1999 Upper Deck Challengers For 70 Swinging For the Fences Autograph #JR
TWO! I got two pre-2000 Griffey autographs this year! I assumed my days of landing a couple of these a year were over given the current market. It seems they’re all $800 and up nowadays, but this one was actually pretty reasonable. I figured I better grab it while I had the chance (something I didn’t do with NUMEROUS other pre-2000 autos and now I’m kicking myself).
Of course these are not quite as well-known as, say, the 1998 SP Authentic Chirography or the 1997 Upper Deck UD3 Superb Signatures. But I have both of those other cards, and I can tell you that this one cost me almost $100 more than those other two put together.
Okay, #1 time. You've seen this one before, but it's got a brand new look.
1989 Topps Traded #41T Tiffany (slabbed PSA 10)
Okay, so first and foremost I already had this card which gives it the dubious honor of being the first card to make the Top Ten twice. I got it way back in 2014 when I ranked it at #4 on the Top 30 list. This year as anyone else who submitted cards to PSA knows, it was a whole thing. They held my cards for 10 months, and when this particular one came up a 10 grade PSA charged me an extra $200 to get it back (what is that about, anyway?).
BUT, an acquisition is an acquisition, and this one happened in 2021. The card alone is great, but the slab is the really important bit here. It’s the part that transforms what was already fantastic and desirable rookie into a true monster of Griffeydom. As of this writing, PSA 10’s of this card have a population of 330 or 16% of the total quantity graded by PSA. Most of these come straight from sealed boxes (mine did), so I imagine the only issue PSA could find with that other 84% is centering or a corner ding here or there. But not on mine, baby!
This card "gemming" as they put it was all kind of funny to me, primarily because it cost me $100 for the complete set just a few years ago. That and when I first pulled it I thought it was a hair off-center. Apparently I don’t know a thing about grading because PSA thinks this thing is just right.
When I got my grading report I started pulling sold listings on all the 10's as prices on those tend to be wack-a-doodle. At the time this one was selling consistently over 4k, immediately putting it way up on the list of my most valuable Griffeys. I haven't checked it since, and I'll continue to not do so because I don't want to be tempted to sell. Then again, four G's is a lot of Funyuns.
Of course this card had stirred something in me, and now I want ALL the Griffey rookies in gem grades. There was a time when I would have written "Maybe next year" in this spot, but NO. No, not next year or even the one after that. Not unless I slip and fall in a Wal-Mart or something. Times are tough.
Welp, that's the list. Believe it or not I actually have five new blog posts ready to go up, and I've even started putting together a sixth. I think making this list every year is one of the few things keeping in the card-blogging game - I tend to enjoy a period of proclivity toward the blog around this time each year, and I believe you are reading the reason.
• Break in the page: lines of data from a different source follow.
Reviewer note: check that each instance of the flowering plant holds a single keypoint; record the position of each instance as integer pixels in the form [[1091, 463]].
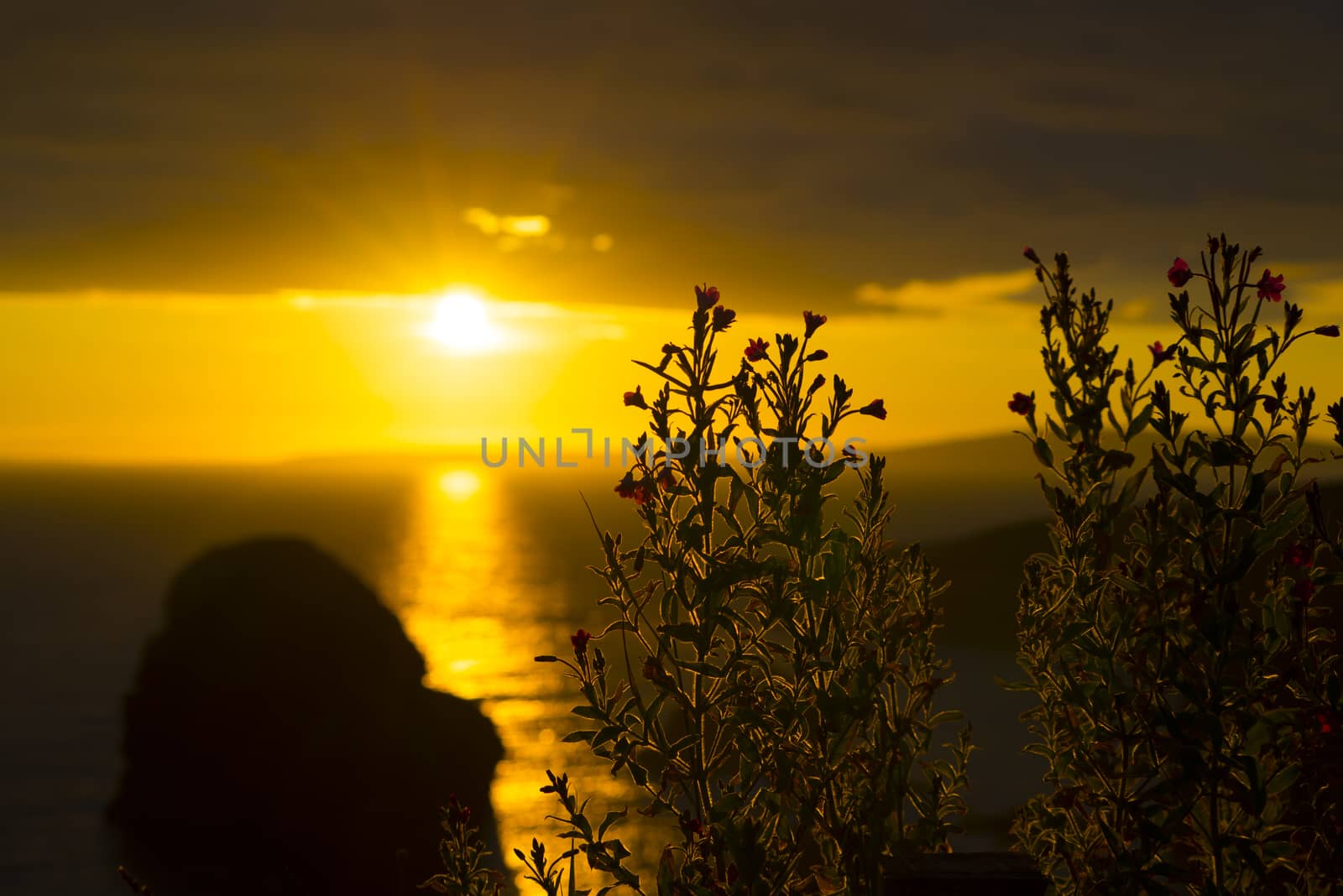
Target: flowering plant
[[1189, 691], [769, 680]]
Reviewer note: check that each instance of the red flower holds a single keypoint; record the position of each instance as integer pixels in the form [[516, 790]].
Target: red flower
[[635, 399], [875, 408], [1179, 273], [630, 488], [1271, 287], [707, 297]]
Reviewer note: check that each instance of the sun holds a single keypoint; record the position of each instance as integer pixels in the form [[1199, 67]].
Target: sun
[[462, 322]]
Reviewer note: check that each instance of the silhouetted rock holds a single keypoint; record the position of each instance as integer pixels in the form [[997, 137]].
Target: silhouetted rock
[[280, 738]]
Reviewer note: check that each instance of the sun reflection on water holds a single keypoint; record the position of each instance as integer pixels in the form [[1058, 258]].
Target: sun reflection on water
[[480, 613]]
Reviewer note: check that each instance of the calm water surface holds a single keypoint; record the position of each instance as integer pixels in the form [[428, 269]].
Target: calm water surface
[[483, 568]]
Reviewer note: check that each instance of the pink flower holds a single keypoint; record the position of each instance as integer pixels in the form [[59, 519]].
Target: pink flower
[[630, 488], [707, 297], [1298, 555], [635, 399], [1271, 287], [1179, 273]]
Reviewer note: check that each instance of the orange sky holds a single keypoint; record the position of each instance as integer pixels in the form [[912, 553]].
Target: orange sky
[[223, 231], [190, 378]]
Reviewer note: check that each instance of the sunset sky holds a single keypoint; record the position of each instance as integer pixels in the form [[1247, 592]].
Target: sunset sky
[[245, 231]]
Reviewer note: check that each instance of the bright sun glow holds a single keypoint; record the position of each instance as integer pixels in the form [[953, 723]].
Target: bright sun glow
[[462, 324]]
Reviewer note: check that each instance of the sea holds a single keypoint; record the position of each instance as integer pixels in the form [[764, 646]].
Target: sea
[[485, 568]]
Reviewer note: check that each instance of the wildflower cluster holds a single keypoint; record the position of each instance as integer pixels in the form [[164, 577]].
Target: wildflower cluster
[[1189, 690], [772, 678]]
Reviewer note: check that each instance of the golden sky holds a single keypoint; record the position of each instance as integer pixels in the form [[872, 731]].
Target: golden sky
[[226, 233]]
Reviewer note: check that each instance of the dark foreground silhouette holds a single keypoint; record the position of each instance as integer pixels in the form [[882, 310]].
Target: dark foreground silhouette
[[280, 738]]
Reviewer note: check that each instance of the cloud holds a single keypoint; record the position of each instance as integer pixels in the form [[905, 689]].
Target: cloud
[[933, 298], [520, 226]]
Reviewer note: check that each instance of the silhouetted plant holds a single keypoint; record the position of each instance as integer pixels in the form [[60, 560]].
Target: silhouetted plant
[[776, 672], [465, 857], [1189, 691]]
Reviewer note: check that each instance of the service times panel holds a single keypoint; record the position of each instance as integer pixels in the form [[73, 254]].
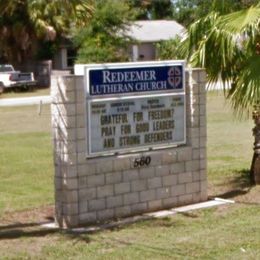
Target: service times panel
[[135, 123]]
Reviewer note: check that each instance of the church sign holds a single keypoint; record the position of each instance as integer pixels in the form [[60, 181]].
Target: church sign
[[135, 107]]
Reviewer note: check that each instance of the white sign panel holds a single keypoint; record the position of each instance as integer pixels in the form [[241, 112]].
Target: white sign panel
[[134, 106]]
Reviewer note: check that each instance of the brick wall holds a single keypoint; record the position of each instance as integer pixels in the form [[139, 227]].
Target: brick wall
[[99, 189]]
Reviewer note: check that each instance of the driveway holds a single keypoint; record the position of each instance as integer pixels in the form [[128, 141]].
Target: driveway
[[25, 101]]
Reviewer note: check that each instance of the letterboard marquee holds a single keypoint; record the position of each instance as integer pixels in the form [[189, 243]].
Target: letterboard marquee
[[134, 106]]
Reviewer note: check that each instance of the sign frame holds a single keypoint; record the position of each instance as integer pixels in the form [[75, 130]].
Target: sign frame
[[126, 96]]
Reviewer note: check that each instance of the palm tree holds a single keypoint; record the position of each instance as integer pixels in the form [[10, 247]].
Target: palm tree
[[228, 47], [26, 23]]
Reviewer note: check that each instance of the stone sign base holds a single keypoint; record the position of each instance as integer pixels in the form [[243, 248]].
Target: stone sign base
[[89, 190]]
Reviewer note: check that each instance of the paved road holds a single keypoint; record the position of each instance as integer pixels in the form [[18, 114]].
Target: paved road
[[6, 102]]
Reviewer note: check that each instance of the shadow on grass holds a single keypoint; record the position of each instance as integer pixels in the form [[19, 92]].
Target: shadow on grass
[[239, 184], [20, 233]]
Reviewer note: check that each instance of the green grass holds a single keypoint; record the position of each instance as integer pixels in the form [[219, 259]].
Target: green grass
[[226, 232], [26, 166], [16, 93]]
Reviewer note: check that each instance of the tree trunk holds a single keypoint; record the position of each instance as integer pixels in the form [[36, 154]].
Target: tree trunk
[[255, 166]]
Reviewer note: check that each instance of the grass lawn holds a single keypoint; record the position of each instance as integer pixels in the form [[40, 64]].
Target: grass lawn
[[226, 232], [16, 93]]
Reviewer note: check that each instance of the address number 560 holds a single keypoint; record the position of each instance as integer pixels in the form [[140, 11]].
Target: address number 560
[[143, 161]]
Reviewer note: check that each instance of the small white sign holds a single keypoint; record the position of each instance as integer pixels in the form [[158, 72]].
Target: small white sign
[[134, 107]]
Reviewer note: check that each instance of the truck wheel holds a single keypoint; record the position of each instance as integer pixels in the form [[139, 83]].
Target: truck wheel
[[1, 88]]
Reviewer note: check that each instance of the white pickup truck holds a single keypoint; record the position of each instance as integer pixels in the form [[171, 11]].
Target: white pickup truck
[[11, 78]]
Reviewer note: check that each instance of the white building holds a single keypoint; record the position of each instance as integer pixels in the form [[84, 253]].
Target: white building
[[148, 33], [145, 33]]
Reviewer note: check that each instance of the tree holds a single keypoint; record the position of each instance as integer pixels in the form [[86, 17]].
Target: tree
[[26, 24], [103, 39], [228, 47], [188, 11]]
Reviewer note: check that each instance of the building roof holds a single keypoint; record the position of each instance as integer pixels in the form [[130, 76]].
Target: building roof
[[155, 30]]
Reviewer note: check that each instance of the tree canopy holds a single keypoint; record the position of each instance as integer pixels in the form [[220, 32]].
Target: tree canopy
[[25, 24], [228, 47]]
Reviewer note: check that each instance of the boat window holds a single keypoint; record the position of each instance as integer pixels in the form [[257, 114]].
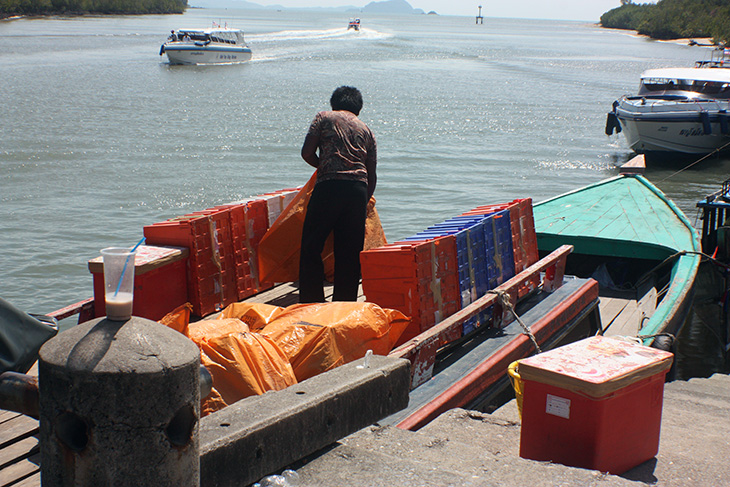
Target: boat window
[[656, 85]]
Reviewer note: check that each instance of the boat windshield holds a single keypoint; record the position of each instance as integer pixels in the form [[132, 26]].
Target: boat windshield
[[669, 86], [222, 36]]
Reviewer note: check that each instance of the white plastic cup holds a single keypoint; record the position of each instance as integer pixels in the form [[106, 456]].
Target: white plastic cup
[[118, 282]]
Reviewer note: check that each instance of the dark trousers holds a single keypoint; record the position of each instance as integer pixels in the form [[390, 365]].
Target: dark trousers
[[339, 207]]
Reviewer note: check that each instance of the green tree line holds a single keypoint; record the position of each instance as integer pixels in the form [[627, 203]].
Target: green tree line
[[673, 19], [10, 8]]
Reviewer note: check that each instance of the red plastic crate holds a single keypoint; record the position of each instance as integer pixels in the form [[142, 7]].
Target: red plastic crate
[[211, 267], [160, 282], [418, 278], [593, 404]]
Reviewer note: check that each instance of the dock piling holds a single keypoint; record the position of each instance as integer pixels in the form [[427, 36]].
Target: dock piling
[[119, 406]]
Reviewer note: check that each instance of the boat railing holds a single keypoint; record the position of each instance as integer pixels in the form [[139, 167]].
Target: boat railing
[[421, 351]]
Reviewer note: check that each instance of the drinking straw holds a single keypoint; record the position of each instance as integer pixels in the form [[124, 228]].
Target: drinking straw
[[125, 265]]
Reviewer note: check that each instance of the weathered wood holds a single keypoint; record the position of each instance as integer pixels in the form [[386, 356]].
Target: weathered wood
[[637, 165], [19, 450], [21, 470], [610, 308], [16, 429], [421, 350]]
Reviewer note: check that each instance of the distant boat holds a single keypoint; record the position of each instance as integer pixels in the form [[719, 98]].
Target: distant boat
[[677, 110], [354, 24], [218, 45], [637, 244]]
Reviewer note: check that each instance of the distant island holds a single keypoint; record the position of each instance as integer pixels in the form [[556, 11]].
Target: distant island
[[673, 19], [13, 8]]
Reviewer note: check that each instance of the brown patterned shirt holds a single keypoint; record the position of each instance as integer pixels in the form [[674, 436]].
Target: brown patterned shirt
[[346, 146]]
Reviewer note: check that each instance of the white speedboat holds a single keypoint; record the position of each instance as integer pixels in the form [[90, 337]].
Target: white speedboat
[[354, 24], [219, 45], [677, 110]]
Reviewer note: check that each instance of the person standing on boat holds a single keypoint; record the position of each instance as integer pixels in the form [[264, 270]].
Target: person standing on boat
[[343, 149]]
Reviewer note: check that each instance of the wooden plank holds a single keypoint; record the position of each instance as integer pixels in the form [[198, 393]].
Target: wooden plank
[[421, 349], [627, 323], [610, 308], [7, 415], [32, 481], [19, 450], [637, 165], [16, 429], [20, 471]]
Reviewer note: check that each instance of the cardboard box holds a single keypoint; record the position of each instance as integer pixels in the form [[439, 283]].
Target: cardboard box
[[593, 404]]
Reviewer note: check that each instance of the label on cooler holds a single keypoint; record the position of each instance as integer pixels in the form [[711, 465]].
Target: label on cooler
[[557, 406]]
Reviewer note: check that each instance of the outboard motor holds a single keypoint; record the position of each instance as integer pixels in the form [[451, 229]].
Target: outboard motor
[[612, 124], [705, 119], [724, 126]]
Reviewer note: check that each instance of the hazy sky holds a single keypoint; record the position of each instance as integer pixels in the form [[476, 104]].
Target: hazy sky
[[536, 9]]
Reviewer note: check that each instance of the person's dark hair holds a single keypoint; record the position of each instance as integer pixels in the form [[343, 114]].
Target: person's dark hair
[[346, 98]]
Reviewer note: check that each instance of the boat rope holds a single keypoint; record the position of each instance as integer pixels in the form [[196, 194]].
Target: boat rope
[[696, 162], [507, 304], [655, 335]]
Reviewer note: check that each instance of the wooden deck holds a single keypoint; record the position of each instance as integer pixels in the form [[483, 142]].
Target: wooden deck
[[19, 450], [19, 434]]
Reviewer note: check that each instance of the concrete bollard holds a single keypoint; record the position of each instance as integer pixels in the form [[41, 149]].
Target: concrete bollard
[[119, 406]]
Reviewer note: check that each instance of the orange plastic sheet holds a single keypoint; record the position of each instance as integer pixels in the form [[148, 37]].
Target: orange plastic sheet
[[293, 343], [319, 337], [255, 315], [242, 363], [278, 251]]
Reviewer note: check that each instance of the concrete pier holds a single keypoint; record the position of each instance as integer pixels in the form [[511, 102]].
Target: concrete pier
[[119, 406], [469, 448]]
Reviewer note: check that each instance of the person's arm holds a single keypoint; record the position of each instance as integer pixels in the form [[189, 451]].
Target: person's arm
[[370, 165], [309, 150]]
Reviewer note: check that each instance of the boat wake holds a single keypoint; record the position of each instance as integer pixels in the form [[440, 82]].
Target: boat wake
[[304, 35]]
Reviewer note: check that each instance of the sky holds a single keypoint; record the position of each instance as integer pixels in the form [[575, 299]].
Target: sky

Then again, wrangling a baby on the cusp of toddlerdom is a full-time job, so no promises on when those'll be up. That is unless a horrible new Covid variant sends me home for another three months. What are we up to now? Pi? Rho? I am out of the loop. Whatever it is, if that happens I promise to go back to my once-a-week post grind.
Thanks for reading, and stay safe, y'all.